Khodorkovsky likely to steer clear of politics
With the extraordinary military-style transfer from prison in a remote region of northern Russia to Berlin shrouded in secrecy, it is still unclear when Khodorkovsky will return to his homeland or even if he ever plans to go back. While chief executive of the Yukos oil giant that he built up through the shady privatization deals of the 1990s, Khodorkovsky began to finance opposition to President Vladimir Putin and to boldly criticize his rule.
Yet it is highly improbable that Khodorkovsky, in the short term at least, could become a political leader for the Russian opposition which has lost momentum since rocking Putin with mass protests in the winter of 2011-2012.
“Mikhail Khodorkovsky will most likely take part in civil society,” said Nikolai Petrov, professor at the Higher School of Economics in Moscow. “He is going to be much less a political figure than he was in prison. There he was a political prisoner and the personification of the arbitrariness of the regime.”
“But as a free man he will have neither the possibility nor desire for political activity,” he added.
Khodorkovsky was twice convicted of financial crimes in trials his supporters always claimed were set up by Putin to eliminate a potentially dangerous foe. His 10 years of the remorseless prison routine in penal colonies from Siberia to Karelia have changed Khodorkovsky, who at the time of his arrest in 2003 was still known as a ruthless capitalist operator. While in prison he read voraciously and penned a series of articles for Russian and international press in an elegant style he had clearly worked to refine.
The head of the Moscow Helsinki Group, the veteran rights campaigner and Soviet-era dissident Lyudmila Alexeyeva, said Khodokovsky could become a “spiritual leader” for Russian society, as the likes of Mahatma Gandhi and Vaclav Havel had been for theirs.
But Chris Weafer, senior partner at Macro Advisory in Moscow, said Khodorkovsky’s survival of 10 years in Russian prisons “will go a long way to rehabilitate his previously poor image with the Russian people.”
German analyst Alexander Rahr, one of the few people who met Khodorkovsky after his arrival in Germany on Friday, said that it was unlikely he would get involved in politics. He compared Khodorkovsky to the late Soviet dissident writer Alexander Solzhenitsyn who was forced out of the USSR in 1974 but kept up writing about the horrors of the Gulag in exile. “You know what role he will have? Maybe I am exaggerating. But he could start the path of Solzhenitsyn,” Rahr told the RTVi Russian private television channel.
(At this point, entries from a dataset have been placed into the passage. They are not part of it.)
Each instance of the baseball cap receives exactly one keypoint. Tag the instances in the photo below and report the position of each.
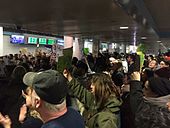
(50, 85)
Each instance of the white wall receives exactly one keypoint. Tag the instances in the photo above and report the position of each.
(9, 48)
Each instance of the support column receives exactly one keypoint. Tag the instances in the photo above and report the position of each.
(96, 44)
(1, 41)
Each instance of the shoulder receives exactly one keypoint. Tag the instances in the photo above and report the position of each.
(105, 120)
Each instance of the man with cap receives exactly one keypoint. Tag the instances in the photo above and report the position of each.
(46, 93)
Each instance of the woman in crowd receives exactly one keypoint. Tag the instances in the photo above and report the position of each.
(102, 103)
(150, 107)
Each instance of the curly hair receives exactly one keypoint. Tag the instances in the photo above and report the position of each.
(104, 87)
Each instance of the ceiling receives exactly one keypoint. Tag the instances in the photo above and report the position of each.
(100, 19)
(160, 12)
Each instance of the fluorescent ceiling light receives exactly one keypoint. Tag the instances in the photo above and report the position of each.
(143, 38)
(124, 27)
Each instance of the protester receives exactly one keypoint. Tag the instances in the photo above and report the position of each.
(102, 104)
(151, 110)
(46, 93)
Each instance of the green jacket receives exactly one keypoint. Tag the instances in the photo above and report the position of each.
(105, 118)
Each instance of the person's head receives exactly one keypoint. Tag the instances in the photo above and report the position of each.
(156, 87)
(146, 74)
(153, 64)
(81, 69)
(102, 87)
(46, 90)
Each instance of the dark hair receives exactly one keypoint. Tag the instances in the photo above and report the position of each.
(104, 87)
(152, 116)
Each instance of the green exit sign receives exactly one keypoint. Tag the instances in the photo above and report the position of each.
(32, 40)
(42, 41)
(51, 41)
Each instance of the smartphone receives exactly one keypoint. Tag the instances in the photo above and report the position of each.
(136, 63)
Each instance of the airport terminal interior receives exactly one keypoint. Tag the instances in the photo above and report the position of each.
(96, 63)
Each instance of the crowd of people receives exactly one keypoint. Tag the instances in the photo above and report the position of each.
(95, 92)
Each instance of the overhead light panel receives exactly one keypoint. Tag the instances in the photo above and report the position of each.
(124, 27)
(143, 38)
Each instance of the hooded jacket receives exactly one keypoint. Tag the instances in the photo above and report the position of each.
(95, 118)
(149, 112)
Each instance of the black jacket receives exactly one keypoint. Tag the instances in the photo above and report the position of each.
(150, 112)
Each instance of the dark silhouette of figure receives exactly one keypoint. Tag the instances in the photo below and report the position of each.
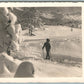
(25, 69)
(31, 27)
(47, 47)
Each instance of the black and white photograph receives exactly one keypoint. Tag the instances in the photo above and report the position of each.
(40, 42)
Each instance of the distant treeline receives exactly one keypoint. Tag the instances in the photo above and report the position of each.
(50, 16)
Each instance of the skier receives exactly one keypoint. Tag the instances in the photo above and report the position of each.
(47, 47)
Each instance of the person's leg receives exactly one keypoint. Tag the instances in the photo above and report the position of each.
(47, 55)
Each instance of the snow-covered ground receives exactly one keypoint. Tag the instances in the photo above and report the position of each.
(66, 52)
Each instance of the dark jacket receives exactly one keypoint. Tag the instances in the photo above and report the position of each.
(47, 46)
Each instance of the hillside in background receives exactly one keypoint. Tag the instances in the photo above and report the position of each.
(66, 16)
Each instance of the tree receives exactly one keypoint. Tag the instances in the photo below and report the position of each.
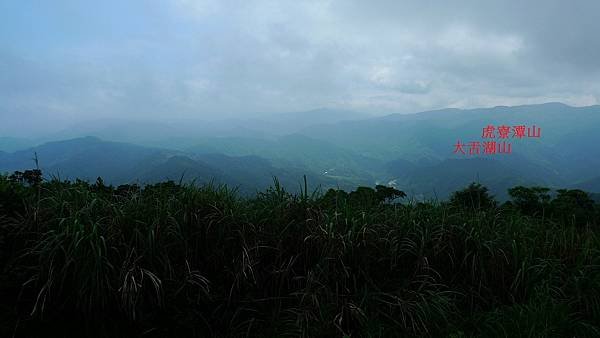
(474, 196)
(573, 206)
(530, 201)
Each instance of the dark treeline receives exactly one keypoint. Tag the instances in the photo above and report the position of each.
(80, 259)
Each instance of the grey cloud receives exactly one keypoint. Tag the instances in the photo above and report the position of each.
(232, 58)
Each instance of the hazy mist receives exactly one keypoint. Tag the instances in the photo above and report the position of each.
(66, 62)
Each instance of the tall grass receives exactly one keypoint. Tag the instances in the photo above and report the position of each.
(183, 260)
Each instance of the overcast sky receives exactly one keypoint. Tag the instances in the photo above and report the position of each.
(65, 61)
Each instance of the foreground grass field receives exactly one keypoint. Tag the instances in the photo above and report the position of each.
(88, 260)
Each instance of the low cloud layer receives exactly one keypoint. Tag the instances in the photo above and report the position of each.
(71, 61)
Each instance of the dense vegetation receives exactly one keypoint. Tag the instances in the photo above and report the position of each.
(80, 259)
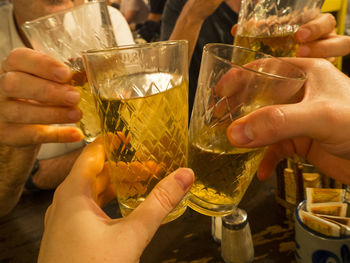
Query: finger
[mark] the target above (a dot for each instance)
(25, 86)
(272, 124)
(20, 135)
(323, 25)
(168, 193)
(36, 63)
(105, 197)
(333, 46)
(268, 164)
(82, 178)
(14, 111)
(234, 30)
(103, 179)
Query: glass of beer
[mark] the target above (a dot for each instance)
(63, 35)
(233, 82)
(269, 25)
(142, 99)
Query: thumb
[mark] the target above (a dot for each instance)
(90, 163)
(167, 194)
(272, 124)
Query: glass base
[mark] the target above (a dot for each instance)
(207, 208)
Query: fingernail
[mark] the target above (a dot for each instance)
(72, 97)
(62, 74)
(77, 136)
(74, 115)
(241, 134)
(303, 34)
(303, 51)
(184, 177)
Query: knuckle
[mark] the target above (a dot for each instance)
(9, 80)
(273, 121)
(332, 22)
(38, 137)
(332, 116)
(13, 58)
(163, 197)
(47, 92)
(347, 43)
(321, 64)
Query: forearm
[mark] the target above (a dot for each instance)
(15, 167)
(53, 171)
(187, 27)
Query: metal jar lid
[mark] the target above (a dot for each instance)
(235, 221)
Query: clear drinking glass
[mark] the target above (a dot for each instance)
(233, 82)
(269, 25)
(142, 97)
(63, 35)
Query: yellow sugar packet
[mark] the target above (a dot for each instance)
(324, 195)
(319, 225)
(332, 209)
(341, 220)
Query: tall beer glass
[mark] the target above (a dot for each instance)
(233, 82)
(269, 25)
(142, 94)
(63, 35)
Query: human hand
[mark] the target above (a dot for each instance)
(33, 94)
(76, 228)
(317, 128)
(319, 40)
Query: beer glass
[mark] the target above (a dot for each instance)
(233, 82)
(269, 25)
(142, 98)
(63, 35)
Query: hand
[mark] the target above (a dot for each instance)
(77, 229)
(317, 128)
(33, 94)
(319, 40)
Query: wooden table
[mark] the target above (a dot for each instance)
(185, 240)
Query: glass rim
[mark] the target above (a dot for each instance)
(135, 46)
(208, 46)
(70, 9)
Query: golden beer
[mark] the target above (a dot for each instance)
(147, 137)
(279, 46)
(90, 122)
(222, 178)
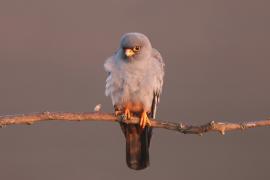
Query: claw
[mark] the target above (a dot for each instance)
(144, 120)
(117, 113)
(127, 113)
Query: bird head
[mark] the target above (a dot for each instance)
(135, 46)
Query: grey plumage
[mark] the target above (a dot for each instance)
(135, 79)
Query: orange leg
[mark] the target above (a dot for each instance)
(144, 120)
(117, 112)
(127, 113)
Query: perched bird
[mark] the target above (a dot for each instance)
(134, 83)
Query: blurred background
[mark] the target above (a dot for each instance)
(217, 68)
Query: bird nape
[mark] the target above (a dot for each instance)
(134, 83)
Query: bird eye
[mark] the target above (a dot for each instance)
(136, 48)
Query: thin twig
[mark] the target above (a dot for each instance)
(221, 127)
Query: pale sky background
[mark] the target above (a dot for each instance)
(217, 55)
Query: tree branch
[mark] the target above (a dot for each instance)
(221, 127)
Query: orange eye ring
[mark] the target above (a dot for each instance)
(136, 48)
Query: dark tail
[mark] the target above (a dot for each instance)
(137, 145)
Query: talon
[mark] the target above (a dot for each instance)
(127, 113)
(117, 113)
(144, 120)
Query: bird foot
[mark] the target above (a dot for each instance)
(127, 113)
(117, 112)
(144, 120)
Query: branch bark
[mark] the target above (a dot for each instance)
(221, 127)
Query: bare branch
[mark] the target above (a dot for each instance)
(221, 127)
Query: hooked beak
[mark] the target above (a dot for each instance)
(129, 52)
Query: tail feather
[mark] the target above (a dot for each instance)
(137, 145)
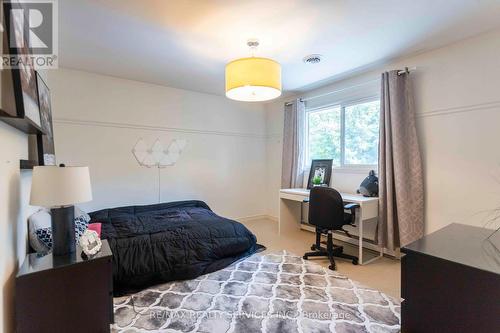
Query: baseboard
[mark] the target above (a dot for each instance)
(256, 217)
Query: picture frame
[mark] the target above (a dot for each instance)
(322, 170)
(24, 77)
(45, 142)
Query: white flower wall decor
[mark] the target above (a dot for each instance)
(158, 156)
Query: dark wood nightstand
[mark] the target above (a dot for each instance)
(65, 294)
(450, 282)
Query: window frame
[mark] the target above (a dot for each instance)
(362, 168)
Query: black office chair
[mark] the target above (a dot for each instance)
(327, 213)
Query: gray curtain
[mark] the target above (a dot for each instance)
(401, 188)
(292, 169)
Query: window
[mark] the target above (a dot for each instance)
(346, 133)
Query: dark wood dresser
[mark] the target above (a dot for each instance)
(65, 294)
(450, 282)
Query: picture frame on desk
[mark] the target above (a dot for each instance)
(321, 169)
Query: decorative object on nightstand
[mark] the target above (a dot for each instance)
(59, 188)
(65, 293)
(90, 243)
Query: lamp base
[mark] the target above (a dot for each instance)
(63, 231)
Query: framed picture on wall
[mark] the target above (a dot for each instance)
(320, 174)
(45, 142)
(24, 77)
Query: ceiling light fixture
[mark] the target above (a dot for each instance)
(253, 79)
(312, 59)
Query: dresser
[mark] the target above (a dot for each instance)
(450, 282)
(65, 294)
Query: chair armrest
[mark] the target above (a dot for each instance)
(351, 206)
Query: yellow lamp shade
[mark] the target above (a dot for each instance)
(253, 79)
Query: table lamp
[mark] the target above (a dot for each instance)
(59, 188)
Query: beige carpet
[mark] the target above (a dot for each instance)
(271, 293)
(383, 274)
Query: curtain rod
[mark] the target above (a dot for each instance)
(401, 72)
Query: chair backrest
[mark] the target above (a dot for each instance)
(326, 208)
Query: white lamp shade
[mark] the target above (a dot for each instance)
(53, 186)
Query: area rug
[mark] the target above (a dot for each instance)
(276, 292)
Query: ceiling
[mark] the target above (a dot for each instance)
(186, 44)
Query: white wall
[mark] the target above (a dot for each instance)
(14, 210)
(98, 119)
(458, 105)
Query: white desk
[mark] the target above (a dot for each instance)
(290, 214)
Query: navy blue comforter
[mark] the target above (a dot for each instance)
(170, 241)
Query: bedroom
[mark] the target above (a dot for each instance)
(132, 78)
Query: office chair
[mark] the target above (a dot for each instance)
(327, 213)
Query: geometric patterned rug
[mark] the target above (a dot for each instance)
(275, 292)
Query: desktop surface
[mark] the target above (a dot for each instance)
(345, 196)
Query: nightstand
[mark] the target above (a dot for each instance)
(65, 294)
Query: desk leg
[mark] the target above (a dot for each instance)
(360, 241)
(289, 215)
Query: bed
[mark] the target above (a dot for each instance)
(170, 241)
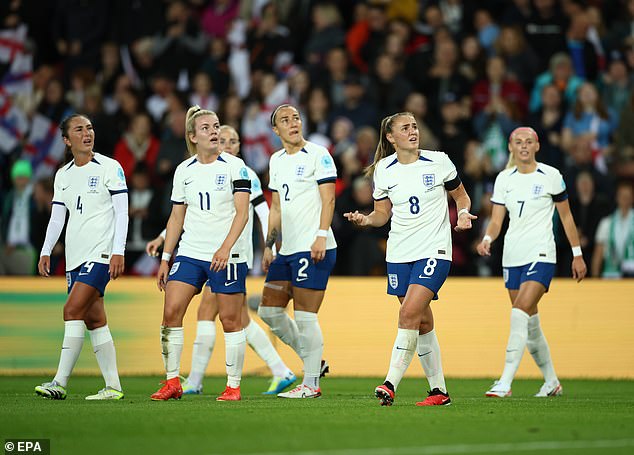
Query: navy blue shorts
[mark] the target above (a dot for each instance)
(542, 272)
(197, 272)
(93, 274)
(429, 272)
(301, 271)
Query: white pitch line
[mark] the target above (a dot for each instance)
(471, 448)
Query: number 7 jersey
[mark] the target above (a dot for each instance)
(529, 199)
(86, 192)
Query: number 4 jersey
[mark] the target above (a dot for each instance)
(420, 215)
(529, 199)
(86, 192)
(207, 190)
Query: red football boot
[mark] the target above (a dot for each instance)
(171, 389)
(230, 394)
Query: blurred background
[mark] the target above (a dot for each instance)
(469, 71)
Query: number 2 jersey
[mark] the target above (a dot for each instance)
(86, 192)
(420, 215)
(529, 199)
(296, 178)
(207, 190)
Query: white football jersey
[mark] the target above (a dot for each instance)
(86, 192)
(207, 190)
(530, 200)
(256, 192)
(420, 215)
(296, 178)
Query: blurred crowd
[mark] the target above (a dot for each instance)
(469, 71)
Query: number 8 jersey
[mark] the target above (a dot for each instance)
(529, 199)
(207, 190)
(86, 192)
(420, 215)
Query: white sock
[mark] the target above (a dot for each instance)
(172, 343)
(402, 354)
(260, 343)
(281, 325)
(311, 343)
(235, 345)
(538, 347)
(428, 351)
(103, 346)
(515, 347)
(74, 333)
(203, 347)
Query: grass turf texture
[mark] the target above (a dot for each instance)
(347, 420)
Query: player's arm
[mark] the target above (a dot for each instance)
(377, 218)
(120, 206)
(463, 205)
(53, 231)
(241, 203)
(493, 229)
(273, 231)
(579, 268)
(173, 232)
(327, 195)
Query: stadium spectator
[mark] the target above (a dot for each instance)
(17, 256)
(614, 242)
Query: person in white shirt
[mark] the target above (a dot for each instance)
(411, 187)
(92, 190)
(283, 377)
(302, 178)
(210, 198)
(614, 241)
(529, 191)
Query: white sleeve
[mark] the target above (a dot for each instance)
(54, 229)
(120, 205)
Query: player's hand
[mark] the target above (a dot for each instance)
(161, 276)
(579, 268)
(153, 245)
(464, 221)
(220, 259)
(357, 218)
(484, 248)
(117, 264)
(267, 258)
(318, 249)
(44, 266)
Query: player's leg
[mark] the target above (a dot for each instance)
(413, 306)
(79, 299)
(428, 350)
(261, 344)
(230, 311)
(524, 305)
(204, 343)
(103, 347)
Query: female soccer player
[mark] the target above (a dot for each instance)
(411, 186)
(302, 177)
(530, 191)
(93, 190)
(208, 309)
(210, 199)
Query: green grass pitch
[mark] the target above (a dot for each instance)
(592, 417)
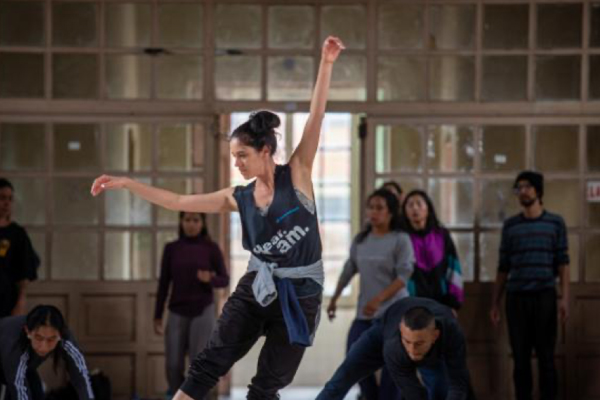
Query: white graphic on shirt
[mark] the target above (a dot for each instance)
(283, 241)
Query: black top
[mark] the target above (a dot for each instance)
(18, 262)
(450, 346)
(289, 234)
(19, 365)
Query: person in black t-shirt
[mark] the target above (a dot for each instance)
(18, 259)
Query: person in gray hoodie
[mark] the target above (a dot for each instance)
(27, 341)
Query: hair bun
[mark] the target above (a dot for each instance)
(264, 121)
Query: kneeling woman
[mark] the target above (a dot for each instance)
(26, 342)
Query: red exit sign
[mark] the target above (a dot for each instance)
(594, 192)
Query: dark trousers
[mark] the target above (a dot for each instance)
(532, 325)
(242, 322)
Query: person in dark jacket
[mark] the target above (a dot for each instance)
(413, 333)
(27, 341)
(192, 266)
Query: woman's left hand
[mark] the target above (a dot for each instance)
(332, 48)
(371, 308)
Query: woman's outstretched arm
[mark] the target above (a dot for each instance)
(215, 202)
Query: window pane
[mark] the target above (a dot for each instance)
(556, 148)
(558, 78)
(498, 201)
(177, 185)
(450, 148)
(128, 147)
(290, 78)
(74, 76)
(238, 77)
(398, 149)
(595, 25)
(592, 258)
(128, 25)
(453, 200)
(333, 202)
(75, 265)
(127, 77)
(504, 78)
(564, 198)
(349, 79)
(22, 147)
(30, 201)
(400, 26)
(180, 147)
(502, 148)
(291, 27)
(179, 77)
(452, 78)
(496, 19)
(238, 26)
(180, 25)
(76, 147)
(594, 75)
(22, 23)
(38, 241)
(128, 255)
(593, 148)
(82, 207)
(122, 208)
(452, 27)
(347, 22)
(74, 24)
(465, 246)
(21, 75)
(566, 16)
(489, 244)
(401, 78)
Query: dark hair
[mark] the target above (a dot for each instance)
(418, 318)
(392, 204)
(432, 221)
(203, 232)
(46, 315)
(259, 131)
(6, 183)
(394, 184)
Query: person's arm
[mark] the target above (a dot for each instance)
(304, 154)
(215, 202)
(162, 292)
(221, 277)
(77, 368)
(455, 357)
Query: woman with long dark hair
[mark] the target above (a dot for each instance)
(281, 230)
(27, 341)
(192, 266)
(383, 258)
(437, 273)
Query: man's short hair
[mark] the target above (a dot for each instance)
(6, 183)
(418, 318)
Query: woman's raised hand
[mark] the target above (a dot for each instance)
(106, 182)
(332, 49)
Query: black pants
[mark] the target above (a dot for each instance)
(532, 324)
(241, 324)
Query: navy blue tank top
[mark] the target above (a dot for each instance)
(288, 234)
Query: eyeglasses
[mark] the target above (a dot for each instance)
(523, 186)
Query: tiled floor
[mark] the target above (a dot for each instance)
(290, 394)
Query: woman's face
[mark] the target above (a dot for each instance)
(44, 339)
(416, 211)
(248, 160)
(191, 223)
(378, 213)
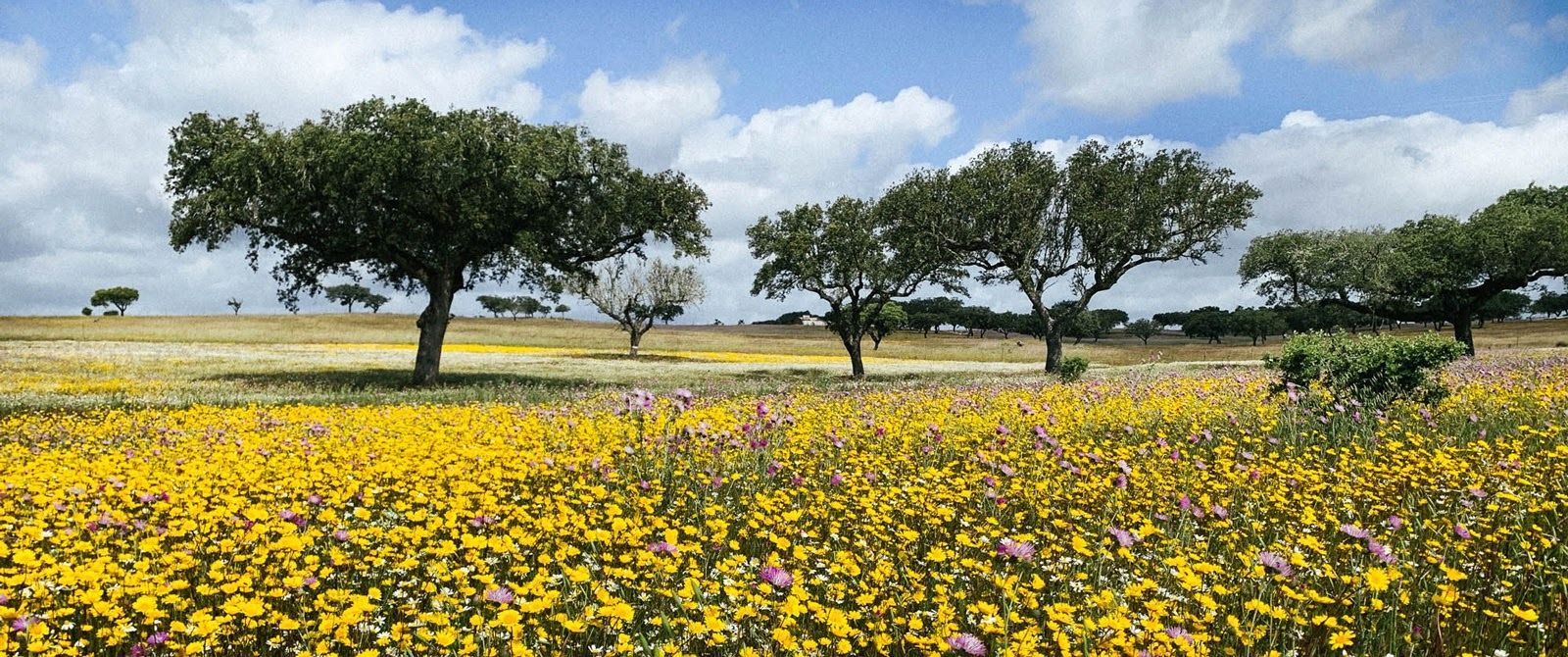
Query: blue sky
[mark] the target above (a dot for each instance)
(1345, 112)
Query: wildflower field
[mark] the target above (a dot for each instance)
(1162, 515)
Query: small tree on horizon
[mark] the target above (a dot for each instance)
(373, 301)
(851, 256)
(634, 293)
(347, 293)
(118, 297)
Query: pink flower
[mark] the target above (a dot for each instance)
(776, 576)
(1021, 551)
(966, 643)
(1123, 536)
(1277, 563)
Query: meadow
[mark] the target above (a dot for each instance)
(948, 508)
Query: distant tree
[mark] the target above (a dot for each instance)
(373, 301)
(420, 199)
(118, 297)
(932, 314)
(1549, 303)
(347, 293)
(1144, 329)
(632, 292)
(1018, 217)
(1207, 322)
(1078, 324)
(1505, 306)
(851, 256)
(1437, 269)
(494, 305)
(668, 313)
(890, 319)
(1112, 317)
(1256, 324)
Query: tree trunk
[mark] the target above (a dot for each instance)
(1462, 332)
(857, 366)
(433, 332)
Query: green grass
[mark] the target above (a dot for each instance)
(237, 359)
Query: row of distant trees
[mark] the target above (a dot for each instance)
(435, 203)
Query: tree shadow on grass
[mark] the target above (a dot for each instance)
(394, 379)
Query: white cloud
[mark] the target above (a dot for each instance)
(651, 115)
(1324, 173)
(757, 165)
(1372, 34)
(1548, 97)
(80, 168)
(1125, 57)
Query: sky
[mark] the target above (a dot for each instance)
(1343, 113)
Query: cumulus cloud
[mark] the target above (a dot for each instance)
(1123, 57)
(1372, 34)
(760, 164)
(1548, 97)
(80, 168)
(653, 113)
(1324, 173)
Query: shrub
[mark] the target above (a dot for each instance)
(1073, 369)
(1374, 369)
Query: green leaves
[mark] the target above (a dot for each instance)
(1369, 369)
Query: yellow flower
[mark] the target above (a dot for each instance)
(1341, 638)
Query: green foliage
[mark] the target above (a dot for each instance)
(1018, 217)
(349, 295)
(420, 201)
(1073, 369)
(1549, 303)
(1207, 322)
(634, 293)
(1435, 269)
(118, 297)
(852, 256)
(1371, 369)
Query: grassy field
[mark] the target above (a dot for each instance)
(361, 358)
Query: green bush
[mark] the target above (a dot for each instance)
(1071, 369)
(1372, 369)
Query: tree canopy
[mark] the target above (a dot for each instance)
(635, 293)
(1435, 269)
(1019, 217)
(420, 199)
(852, 256)
(118, 297)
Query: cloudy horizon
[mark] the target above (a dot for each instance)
(1343, 112)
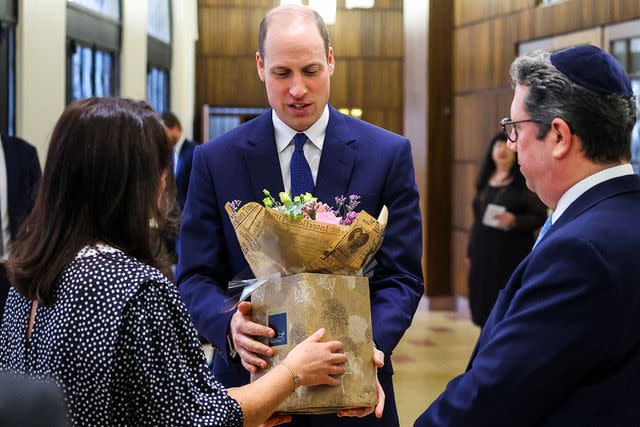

Khodorkovsky was first detained in 2003 in the early years of Putin’s rule while Russia was enjoying stellar oil-fueled growth and before the Internet had made deep inroads into Russian society.
The opposition movement is now unrecognizable from then, with different figureheads and the Internet now the main tool for communicating its message. The plight of Khodorkovsky was mentioned at times during the mass street protests against Putin but his imprisonment in no way became a banner cause for those demonstrating on the streets.
Russia’s main protest leader Alexei Navalny, who was convicted but not jailed this year in an embezzlement case that many saw as a political set-up, was a young lawyer and unknown local politician when Khodorkovsky was arrested.
In his first reaction to Khodorkovsky’s release, Navalny hailed the “astonishing dignity” he showed while in detention but eschewed any mention of his release as a landmark moment.